On 26 July, in an effort to finish negotiations the EU submitted a "final" compromise and called on Tehran and Washington to provide a "yes or no" answer by Monday.

The US response has not been made public. On Wednesday State Department spokesman Ned Price said, “we’re making our views known privately and directly to the EU".

Tehran replied by neither accepting nor rejecting the draft. It is seeking assurances that it would be protected from economic sanctions if the US decides to unilaterally withdraw from the deal again.

Oil prices dropped three percent on Tuesday, partly amid anticipation that the two sides were inching closer to a deal that would free up Iranian crude for the international market.

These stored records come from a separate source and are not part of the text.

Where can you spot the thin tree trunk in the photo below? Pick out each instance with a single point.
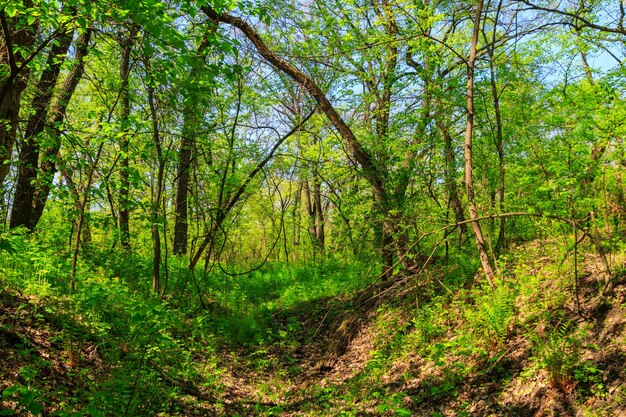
(11, 86)
(501, 242)
(156, 236)
(48, 165)
(22, 213)
(126, 42)
(469, 182)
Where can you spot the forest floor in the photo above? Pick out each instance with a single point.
(409, 346)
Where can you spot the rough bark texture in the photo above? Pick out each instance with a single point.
(22, 213)
(48, 165)
(469, 182)
(355, 149)
(14, 42)
(124, 212)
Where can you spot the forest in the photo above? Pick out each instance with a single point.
(312, 208)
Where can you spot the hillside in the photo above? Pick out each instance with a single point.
(433, 343)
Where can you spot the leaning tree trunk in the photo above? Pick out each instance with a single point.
(469, 182)
(13, 43)
(22, 213)
(48, 165)
(124, 215)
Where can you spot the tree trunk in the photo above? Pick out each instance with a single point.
(469, 182)
(22, 213)
(124, 214)
(156, 137)
(48, 166)
(11, 86)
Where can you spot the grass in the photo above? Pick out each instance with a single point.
(445, 340)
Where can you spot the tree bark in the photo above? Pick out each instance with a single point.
(48, 165)
(126, 43)
(469, 182)
(156, 203)
(12, 85)
(501, 242)
(185, 157)
(22, 213)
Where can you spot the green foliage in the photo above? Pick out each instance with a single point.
(559, 353)
(494, 313)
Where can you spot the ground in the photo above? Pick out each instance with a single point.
(543, 344)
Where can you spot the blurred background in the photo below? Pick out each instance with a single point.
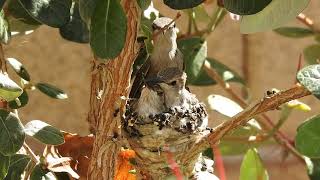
(272, 62)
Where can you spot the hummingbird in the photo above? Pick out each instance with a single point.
(165, 54)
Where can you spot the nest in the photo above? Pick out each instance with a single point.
(174, 132)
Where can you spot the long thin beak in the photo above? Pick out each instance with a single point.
(152, 82)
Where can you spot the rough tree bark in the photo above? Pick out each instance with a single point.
(110, 81)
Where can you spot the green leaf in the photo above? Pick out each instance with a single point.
(5, 33)
(4, 165)
(312, 54)
(317, 38)
(44, 132)
(313, 167)
(51, 91)
(19, 68)
(54, 13)
(41, 174)
(11, 133)
(294, 32)
(18, 27)
(17, 11)
(201, 14)
(229, 108)
(21, 102)
(86, 9)
(245, 7)
(9, 90)
(2, 3)
(18, 163)
(182, 4)
(194, 51)
(227, 74)
(309, 77)
(252, 167)
(144, 4)
(76, 30)
(277, 13)
(209, 153)
(108, 29)
(308, 137)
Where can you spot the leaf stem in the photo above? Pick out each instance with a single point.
(31, 153)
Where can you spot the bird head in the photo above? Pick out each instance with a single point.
(168, 30)
(169, 83)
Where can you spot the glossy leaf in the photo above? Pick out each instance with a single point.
(308, 137)
(54, 13)
(18, 164)
(294, 32)
(51, 91)
(245, 7)
(86, 9)
(194, 51)
(276, 14)
(312, 54)
(252, 167)
(11, 133)
(313, 167)
(182, 4)
(9, 90)
(143, 4)
(19, 68)
(108, 29)
(5, 33)
(2, 3)
(44, 132)
(20, 28)
(41, 174)
(20, 102)
(4, 165)
(76, 29)
(17, 11)
(309, 77)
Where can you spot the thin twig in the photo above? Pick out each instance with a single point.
(245, 60)
(264, 105)
(2, 60)
(30, 152)
(166, 26)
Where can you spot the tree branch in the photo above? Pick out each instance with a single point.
(266, 104)
(110, 81)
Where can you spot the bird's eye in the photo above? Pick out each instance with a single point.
(154, 27)
(173, 83)
(160, 93)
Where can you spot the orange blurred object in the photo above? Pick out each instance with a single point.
(124, 166)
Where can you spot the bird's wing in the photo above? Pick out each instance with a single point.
(179, 57)
(138, 80)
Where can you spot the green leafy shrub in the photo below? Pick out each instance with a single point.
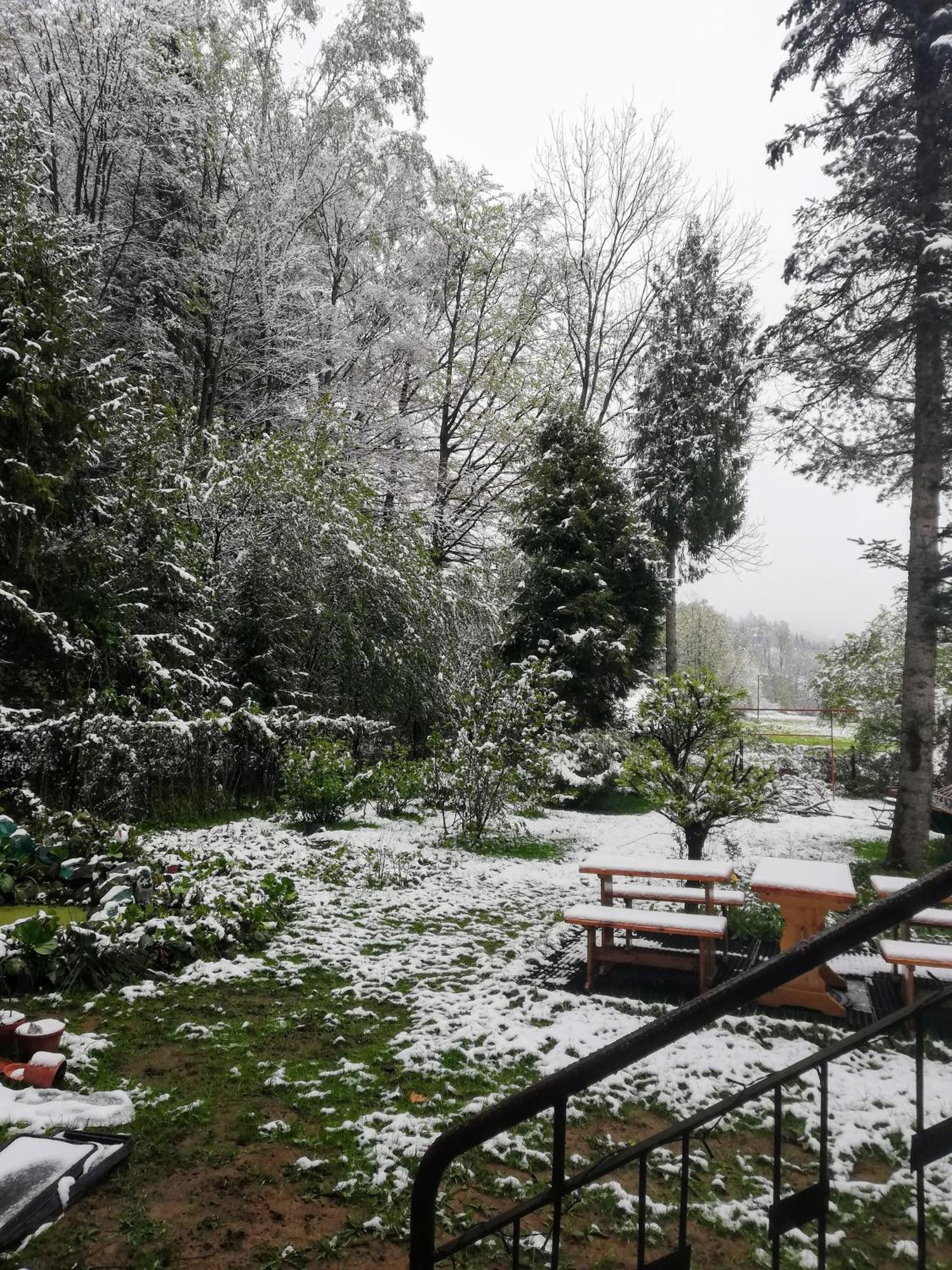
(689, 759)
(318, 782)
(27, 951)
(756, 919)
(497, 752)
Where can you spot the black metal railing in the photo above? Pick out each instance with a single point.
(553, 1094)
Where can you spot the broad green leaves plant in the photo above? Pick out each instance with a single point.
(496, 752)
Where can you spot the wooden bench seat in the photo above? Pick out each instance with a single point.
(705, 928)
(720, 896)
(909, 954)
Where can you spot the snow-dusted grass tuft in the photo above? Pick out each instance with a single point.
(400, 998)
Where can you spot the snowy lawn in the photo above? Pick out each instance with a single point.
(281, 1102)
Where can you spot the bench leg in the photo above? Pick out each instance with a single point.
(591, 963)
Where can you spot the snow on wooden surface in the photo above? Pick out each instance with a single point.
(691, 924)
(887, 887)
(678, 895)
(934, 918)
(29, 1166)
(648, 867)
(917, 952)
(813, 877)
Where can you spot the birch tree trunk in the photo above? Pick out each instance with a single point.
(911, 827)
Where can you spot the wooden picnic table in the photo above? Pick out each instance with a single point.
(805, 891)
(706, 874)
(885, 886)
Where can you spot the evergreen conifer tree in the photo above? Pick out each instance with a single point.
(592, 591)
(868, 333)
(691, 429)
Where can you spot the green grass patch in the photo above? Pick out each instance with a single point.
(519, 846)
(185, 817)
(11, 914)
(871, 859)
(790, 739)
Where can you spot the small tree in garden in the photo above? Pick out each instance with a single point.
(497, 750)
(318, 782)
(691, 430)
(592, 590)
(689, 759)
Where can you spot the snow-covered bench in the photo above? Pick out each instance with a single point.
(720, 896)
(705, 928)
(909, 954)
(887, 886)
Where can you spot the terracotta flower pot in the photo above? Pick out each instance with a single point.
(10, 1022)
(41, 1034)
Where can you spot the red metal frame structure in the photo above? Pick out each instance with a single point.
(553, 1094)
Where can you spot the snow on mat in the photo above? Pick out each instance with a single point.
(62, 1109)
(463, 940)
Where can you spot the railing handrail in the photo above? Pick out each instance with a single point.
(810, 954)
(690, 1126)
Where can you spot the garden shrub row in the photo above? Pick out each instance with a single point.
(164, 768)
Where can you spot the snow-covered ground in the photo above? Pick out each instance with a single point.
(456, 947)
(798, 725)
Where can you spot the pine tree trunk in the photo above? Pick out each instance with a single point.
(671, 625)
(911, 827)
(696, 838)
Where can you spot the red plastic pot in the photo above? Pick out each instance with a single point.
(41, 1034)
(10, 1022)
(43, 1071)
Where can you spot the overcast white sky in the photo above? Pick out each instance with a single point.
(502, 68)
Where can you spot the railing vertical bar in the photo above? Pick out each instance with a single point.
(920, 1127)
(558, 1177)
(685, 1179)
(824, 1163)
(777, 1170)
(643, 1205)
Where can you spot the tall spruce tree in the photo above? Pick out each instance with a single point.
(691, 430)
(592, 591)
(868, 332)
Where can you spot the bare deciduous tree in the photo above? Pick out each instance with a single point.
(616, 190)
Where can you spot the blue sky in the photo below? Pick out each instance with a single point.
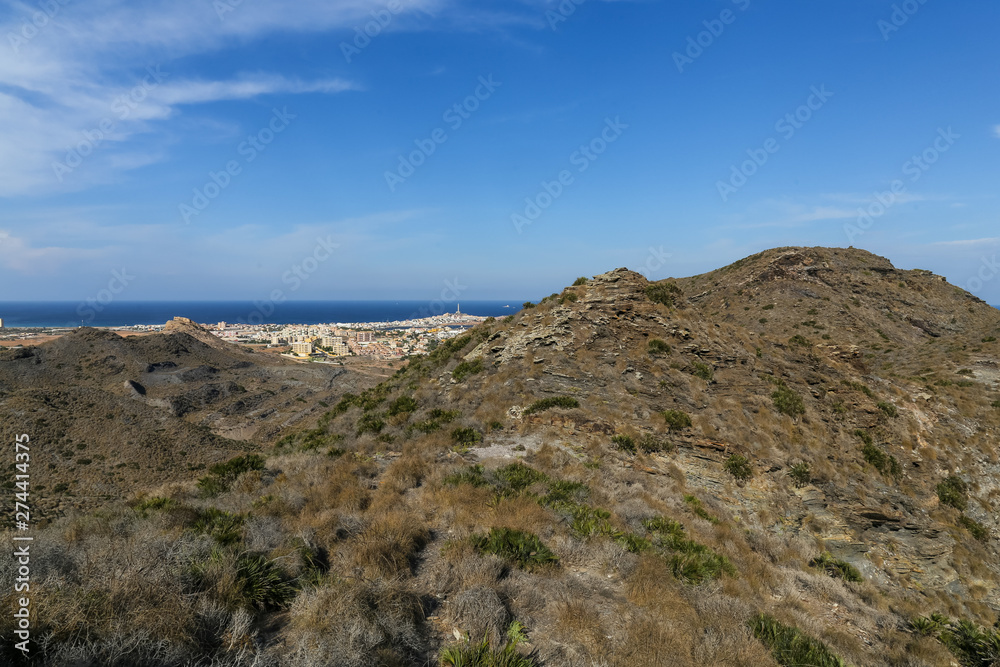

However, analysts and observers have expressed caution. "Our view continues to be that a deal is still unlikely in the short term," experts at investment firm Goldman Sachs said in a note that emphasised both sides might prefer the grey zone of no deal, without calling off talks.

"An announcement by Iran indicating a willingness to entertain nuclear talks is likely intended to draw out further ongoing discussion in our view before more disruptive counter-measures are potentially taken by the US and its allies," the Goldman Sachs experts said.

Oil shortage

"The US is similarly incentivized to draw out negotiations given stricter sanctions enforcement would exacerbate the oil shortage.”

However, Israel’s move on Thursday to try and deter a return to the deal may indicate its fear that Tehran and Washington are moving closer to reviving the accord.

Israel, along with US Gulf Arab allies, opposed the 2015 deal.

The previous government of Benjamin Netanyahu publicly slammed the deal in 2015, straining the relationship.

When Prime Minister Naftali Bennet came to power in 2021 he promised that Israel would communicate its differences to Washington on Iran more privately. Lapid replaced Bennet earlier this year in a power-sharing agreement.

Israel has repeatedly said that a nuclear deal will not stop it from taking action against Iran.

The country frequently targets Iranian proxies in Syria and the wider region. Israel is believed to be behind a series of assassinations and acts of sabotage aimed at hindering Iran’s nuclear program.